LeoFCardoso / pdf2pdfocr

A free tool to OCR a PDF and add a text "layer" in the original file, making a searchable PDF. Use only open source tools. Please tip!
Apache License 2.0
266 stars 33 forks source link

Specify Output Folder using pdf2pdfocr.vbs #14

Closed der-klabauter closed 4 years ago

der-klabauter commented 4 years ago

Dear Leo,

I love your project but would like to directly push the OCRed files to a new directory. Therefor I tried to add amend the defaultoptions: default_option = "-stp -j 0.9 -o %Userprofile%" But no matter which directory I add, I always get a permission error:

Traceback (most recent call last): File "C:\Users\Christoph\pdf2pdfocr-venv\Scripts\pdf2pdfocr.py", line 1249, in pdf2ocr.ocr() File "C:\Users\Christoph\pdf2pdfocr-venv\Scripts\pdf2pdfocr.py", line 605, in ocr self.initial_cleanup() File "C:\Users\Christoph\pdf2pdfocr-venv\Scripts\pdf2pdfocr.py", line 952, in initial_cleanup Pdf2PdfOcr.best_effort_remove(self.output_file) File "C:\Users\Christoph\pdf2pdfocr-venv\Scripts\pdf2pdfocr.py", line 1154, in best_effort_remove os.remove(filename) PermissionError: [WinError 5] Zugriff verweigert: 'C:\Users\Christoph'

Any ideas how to fix it?

Thank you so much.

BR Christoph

LeoFCardoso commented 4 years ago

Hello, thanks for the post. Please note that -o require a filename and not a destination directory. Please adjust your script to specify a file, instead of folder, maybe: -o %Userprofile%\final-file-ocred.pdf

LeoFCardoso commented 4 years ago

Humm. I think I got your point. Are you using VBS for multiple files and would like just to specify a different folder for them all, keeping the original file name, right?

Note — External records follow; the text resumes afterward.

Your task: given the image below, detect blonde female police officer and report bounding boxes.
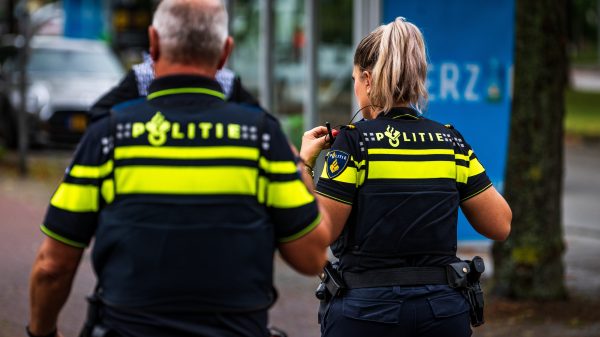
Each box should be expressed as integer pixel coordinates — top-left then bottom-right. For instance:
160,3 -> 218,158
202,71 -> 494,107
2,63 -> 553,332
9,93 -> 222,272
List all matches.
299,17 -> 512,337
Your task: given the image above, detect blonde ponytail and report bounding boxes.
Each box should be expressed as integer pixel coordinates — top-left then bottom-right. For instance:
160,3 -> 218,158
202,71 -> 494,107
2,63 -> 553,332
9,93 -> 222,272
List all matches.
354,17 -> 428,112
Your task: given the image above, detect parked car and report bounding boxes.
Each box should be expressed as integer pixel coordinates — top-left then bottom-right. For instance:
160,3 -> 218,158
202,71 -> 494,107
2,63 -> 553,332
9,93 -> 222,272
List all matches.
0,35 -> 124,147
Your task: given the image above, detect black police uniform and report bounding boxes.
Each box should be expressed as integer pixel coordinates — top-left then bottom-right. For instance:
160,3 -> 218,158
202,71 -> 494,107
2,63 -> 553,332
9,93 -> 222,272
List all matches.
315,107 -> 492,337
42,75 -> 320,337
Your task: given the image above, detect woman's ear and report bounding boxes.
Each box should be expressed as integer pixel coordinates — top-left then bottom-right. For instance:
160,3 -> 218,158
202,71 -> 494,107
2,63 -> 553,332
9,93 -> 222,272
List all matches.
363,70 -> 372,93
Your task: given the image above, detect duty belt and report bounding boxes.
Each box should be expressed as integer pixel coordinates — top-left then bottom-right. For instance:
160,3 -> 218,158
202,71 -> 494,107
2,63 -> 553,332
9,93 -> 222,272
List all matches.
342,266 -> 449,289
316,259 -> 485,327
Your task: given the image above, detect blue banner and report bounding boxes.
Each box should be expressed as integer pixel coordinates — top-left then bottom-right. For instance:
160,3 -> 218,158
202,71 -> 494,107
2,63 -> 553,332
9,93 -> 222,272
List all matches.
383,1 -> 515,241
63,0 -> 105,40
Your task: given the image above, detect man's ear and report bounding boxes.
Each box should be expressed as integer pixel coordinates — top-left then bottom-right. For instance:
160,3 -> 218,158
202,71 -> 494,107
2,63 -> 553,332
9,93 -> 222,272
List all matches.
148,26 -> 160,62
216,36 -> 234,70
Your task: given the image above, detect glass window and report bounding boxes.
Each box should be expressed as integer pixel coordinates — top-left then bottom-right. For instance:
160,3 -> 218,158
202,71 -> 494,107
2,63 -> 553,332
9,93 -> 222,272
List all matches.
229,0 -> 353,147
273,0 -> 305,146
229,0 -> 261,98
317,0 -> 353,129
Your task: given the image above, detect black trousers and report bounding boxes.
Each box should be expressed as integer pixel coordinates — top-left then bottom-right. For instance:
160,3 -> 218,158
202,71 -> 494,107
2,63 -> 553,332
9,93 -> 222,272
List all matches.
320,285 -> 472,337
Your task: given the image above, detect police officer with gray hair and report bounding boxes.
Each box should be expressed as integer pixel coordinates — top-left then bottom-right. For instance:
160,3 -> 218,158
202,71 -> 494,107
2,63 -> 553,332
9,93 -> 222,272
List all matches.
27,1 -> 335,336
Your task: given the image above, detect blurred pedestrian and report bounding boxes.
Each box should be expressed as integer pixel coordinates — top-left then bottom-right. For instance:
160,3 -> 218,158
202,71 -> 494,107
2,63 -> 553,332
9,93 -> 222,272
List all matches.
299,17 -> 512,337
27,1 -> 334,336
89,53 -> 261,122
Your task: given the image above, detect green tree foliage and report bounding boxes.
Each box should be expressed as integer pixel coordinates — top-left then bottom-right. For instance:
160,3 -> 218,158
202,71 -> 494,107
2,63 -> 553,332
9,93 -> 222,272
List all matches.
320,0 -> 352,45
570,0 -> 598,42
492,0 -> 569,300
569,0 -> 599,63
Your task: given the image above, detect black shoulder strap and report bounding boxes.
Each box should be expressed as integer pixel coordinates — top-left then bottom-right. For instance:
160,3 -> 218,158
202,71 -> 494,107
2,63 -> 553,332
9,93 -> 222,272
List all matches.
108,110 -> 118,203
444,124 -> 471,188
444,124 -> 469,156
348,122 -> 369,189
256,111 -> 269,206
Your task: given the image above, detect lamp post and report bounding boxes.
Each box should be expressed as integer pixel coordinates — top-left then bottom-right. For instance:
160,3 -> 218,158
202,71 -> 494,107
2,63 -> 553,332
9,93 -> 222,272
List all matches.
13,1 -> 62,175
14,0 -> 29,175
259,0 -> 274,113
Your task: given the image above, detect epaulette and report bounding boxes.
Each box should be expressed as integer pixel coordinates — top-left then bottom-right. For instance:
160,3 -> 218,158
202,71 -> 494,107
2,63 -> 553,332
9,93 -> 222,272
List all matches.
444,124 -> 454,129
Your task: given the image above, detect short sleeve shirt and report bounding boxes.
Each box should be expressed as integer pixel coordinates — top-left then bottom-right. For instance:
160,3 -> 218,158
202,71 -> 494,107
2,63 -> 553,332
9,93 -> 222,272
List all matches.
42,75 -> 320,248
316,107 -> 492,205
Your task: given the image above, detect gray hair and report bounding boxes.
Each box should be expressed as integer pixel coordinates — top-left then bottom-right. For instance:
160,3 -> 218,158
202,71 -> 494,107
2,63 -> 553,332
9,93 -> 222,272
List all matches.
152,0 -> 228,67
354,17 -> 428,112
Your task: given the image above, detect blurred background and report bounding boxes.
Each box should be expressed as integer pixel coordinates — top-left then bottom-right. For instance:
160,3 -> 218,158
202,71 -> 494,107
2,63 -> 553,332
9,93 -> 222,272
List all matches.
0,0 -> 598,150
0,0 -> 358,152
0,0 -> 599,337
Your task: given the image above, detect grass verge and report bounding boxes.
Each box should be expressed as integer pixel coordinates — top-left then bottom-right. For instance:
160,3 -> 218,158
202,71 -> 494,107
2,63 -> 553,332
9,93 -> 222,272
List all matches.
565,89 -> 600,139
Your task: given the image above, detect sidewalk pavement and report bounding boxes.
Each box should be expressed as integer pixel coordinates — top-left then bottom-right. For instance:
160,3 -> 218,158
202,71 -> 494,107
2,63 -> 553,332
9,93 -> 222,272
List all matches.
571,66 -> 600,92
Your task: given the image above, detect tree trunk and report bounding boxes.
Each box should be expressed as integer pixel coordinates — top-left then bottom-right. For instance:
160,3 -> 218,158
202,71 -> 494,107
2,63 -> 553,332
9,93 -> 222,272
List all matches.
492,0 -> 569,299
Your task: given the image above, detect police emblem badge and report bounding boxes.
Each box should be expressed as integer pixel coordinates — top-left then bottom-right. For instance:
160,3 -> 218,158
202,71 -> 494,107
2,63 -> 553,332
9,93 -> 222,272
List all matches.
326,150 -> 350,179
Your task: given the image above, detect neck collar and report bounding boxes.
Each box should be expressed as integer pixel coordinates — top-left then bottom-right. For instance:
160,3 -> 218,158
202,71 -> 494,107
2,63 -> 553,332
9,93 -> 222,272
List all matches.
147,75 -> 225,101
376,107 -> 421,120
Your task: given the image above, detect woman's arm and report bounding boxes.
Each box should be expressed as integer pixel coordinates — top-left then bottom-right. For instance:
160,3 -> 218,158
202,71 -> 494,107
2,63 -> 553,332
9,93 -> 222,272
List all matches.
298,125 -> 349,245
460,186 -> 512,241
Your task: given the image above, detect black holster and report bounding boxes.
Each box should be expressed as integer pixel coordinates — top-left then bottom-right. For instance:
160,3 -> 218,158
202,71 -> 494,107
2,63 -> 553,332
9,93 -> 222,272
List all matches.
447,256 -> 486,327
315,261 -> 345,323
315,261 -> 345,302
78,293 -> 117,337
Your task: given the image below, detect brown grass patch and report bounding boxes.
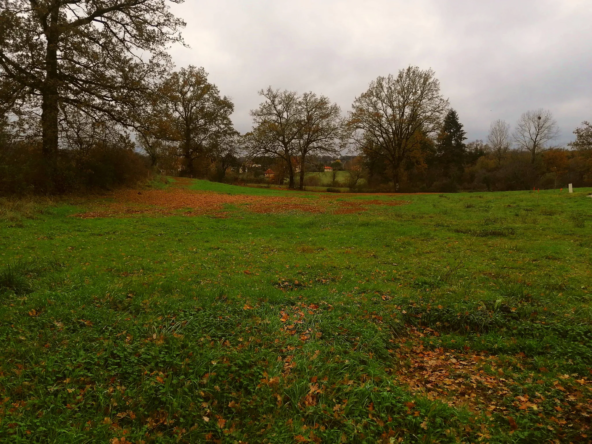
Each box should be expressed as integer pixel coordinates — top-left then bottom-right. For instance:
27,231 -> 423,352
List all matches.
249,203 -> 324,214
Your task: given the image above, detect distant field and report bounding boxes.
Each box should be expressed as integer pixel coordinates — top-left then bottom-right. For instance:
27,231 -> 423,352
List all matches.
303,171 -> 353,186
1,180 -> 591,443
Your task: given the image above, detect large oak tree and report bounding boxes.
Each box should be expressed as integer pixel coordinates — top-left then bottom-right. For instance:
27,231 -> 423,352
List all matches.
0,0 -> 184,189
157,66 -> 235,177
248,88 -> 343,189
248,88 -> 302,189
295,92 -> 342,190
348,66 -> 448,189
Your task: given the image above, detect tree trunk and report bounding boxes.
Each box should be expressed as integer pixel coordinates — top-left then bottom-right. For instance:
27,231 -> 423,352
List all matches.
41,33 -> 60,192
287,159 -> 295,189
218,162 -> 227,182
299,154 -> 306,190
391,159 -> 400,192
183,128 -> 193,177
184,153 -> 194,177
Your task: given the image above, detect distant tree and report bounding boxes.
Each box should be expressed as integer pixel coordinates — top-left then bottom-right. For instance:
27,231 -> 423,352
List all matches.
210,132 -> 242,182
514,109 -> 559,164
465,140 -> 488,165
295,93 -> 343,190
349,66 -> 449,190
569,121 -> 592,151
249,88 -> 302,189
159,66 -> 235,177
135,88 -> 176,168
487,119 -> 511,166
0,0 -> 184,191
331,160 -> 343,171
271,157 -> 288,185
436,109 -> 467,175
543,149 -> 569,188
345,156 -> 366,190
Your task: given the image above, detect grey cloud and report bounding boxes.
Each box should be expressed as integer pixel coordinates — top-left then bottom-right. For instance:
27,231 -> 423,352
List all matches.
169,0 -> 592,145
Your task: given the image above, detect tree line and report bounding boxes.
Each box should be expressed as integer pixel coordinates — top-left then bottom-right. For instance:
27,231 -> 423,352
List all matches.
1,0 -> 591,194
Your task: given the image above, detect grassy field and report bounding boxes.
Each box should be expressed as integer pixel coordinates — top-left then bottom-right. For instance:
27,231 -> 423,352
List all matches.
1,181 -> 591,443
303,171 -> 352,187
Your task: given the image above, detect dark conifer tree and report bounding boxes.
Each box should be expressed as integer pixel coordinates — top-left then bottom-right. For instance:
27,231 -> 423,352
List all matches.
436,109 -> 467,176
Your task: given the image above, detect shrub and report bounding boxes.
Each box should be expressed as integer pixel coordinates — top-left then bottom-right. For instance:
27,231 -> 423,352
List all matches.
0,140 -> 150,195
303,175 -> 321,187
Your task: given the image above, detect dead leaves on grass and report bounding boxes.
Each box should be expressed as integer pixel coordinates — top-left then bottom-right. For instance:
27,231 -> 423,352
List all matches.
72,187 -> 408,219
396,327 -> 592,437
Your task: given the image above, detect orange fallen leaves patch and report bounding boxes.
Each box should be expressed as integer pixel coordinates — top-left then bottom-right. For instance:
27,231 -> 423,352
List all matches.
71,185 -> 409,219
397,330 -> 514,410
396,327 -> 592,435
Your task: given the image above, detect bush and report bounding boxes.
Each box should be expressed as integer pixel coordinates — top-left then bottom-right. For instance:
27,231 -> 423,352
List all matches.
0,140 -> 150,195
0,141 -> 43,195
303,175 -> 321,187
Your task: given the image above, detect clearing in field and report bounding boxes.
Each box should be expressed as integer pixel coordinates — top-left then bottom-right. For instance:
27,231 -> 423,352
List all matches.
1,180 -> 591,443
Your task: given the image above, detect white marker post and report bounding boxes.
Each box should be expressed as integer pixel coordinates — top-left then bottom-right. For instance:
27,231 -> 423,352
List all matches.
569,183 -> 573,194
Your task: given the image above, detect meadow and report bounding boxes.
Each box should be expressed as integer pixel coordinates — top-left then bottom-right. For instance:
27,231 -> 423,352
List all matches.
0,180 -> 591,443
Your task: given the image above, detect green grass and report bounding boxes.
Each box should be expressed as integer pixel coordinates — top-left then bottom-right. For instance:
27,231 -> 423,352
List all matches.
1,184 -> 591,443
190,179 -> 295,196
304,171 -> 352,186
146,176 -> 174,190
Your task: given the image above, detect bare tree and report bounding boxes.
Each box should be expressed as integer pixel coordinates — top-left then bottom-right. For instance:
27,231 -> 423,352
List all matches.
348,66 -> 449,189
487,119 -> 511,166
249,88 -> 302,189
295,93 -> 343,190
0,0 -> 184,190
514,109 -> 559,164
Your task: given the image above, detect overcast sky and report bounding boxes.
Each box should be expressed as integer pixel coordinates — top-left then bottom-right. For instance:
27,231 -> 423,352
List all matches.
168,0 -> 592,145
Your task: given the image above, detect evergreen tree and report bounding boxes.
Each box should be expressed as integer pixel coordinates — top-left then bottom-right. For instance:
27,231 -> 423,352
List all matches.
436,109 -> 467,175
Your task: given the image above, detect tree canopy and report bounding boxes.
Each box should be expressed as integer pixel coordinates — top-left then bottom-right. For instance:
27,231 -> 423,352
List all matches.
348,66 -> 449,189
156,66 -> 235,177
436,109 -> 467,175
0,0 -> 185,190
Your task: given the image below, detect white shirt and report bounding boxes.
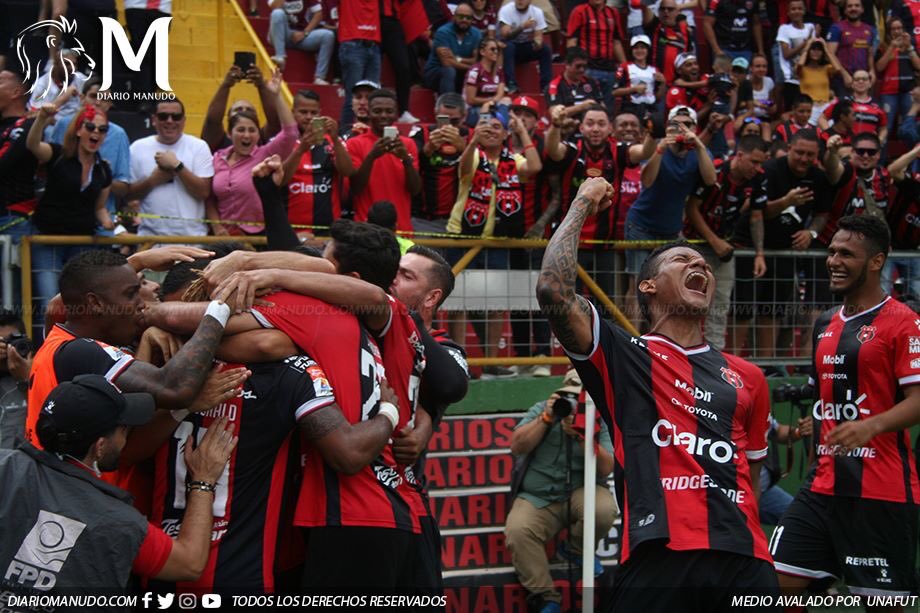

der-klabauter commented 4 years ago

Yep, that was the idea. I wanted to push the files directly to my NAS after OCR. In the current configuration this is not that simple because I would need to extract the filenames in the vbs script. It would be great if you could add a flag in pdf2pdfocr.py that allows to modify the output path while keeping the filenames.

LeoFCardoso commented 4 years ago

I will create this use case. By now, you can work with current directory and copy files manually to your NAS using the default file output name. Do not use "-o", let pdf2pdfocr create result files in current folder and then issue: "move *-OCR.pdf <>".

LeoFCardoso commented 4 years ago

@der-klabauter please let me know if it works for you.

der-klabauter commented 4 years ago

works well, thanks :)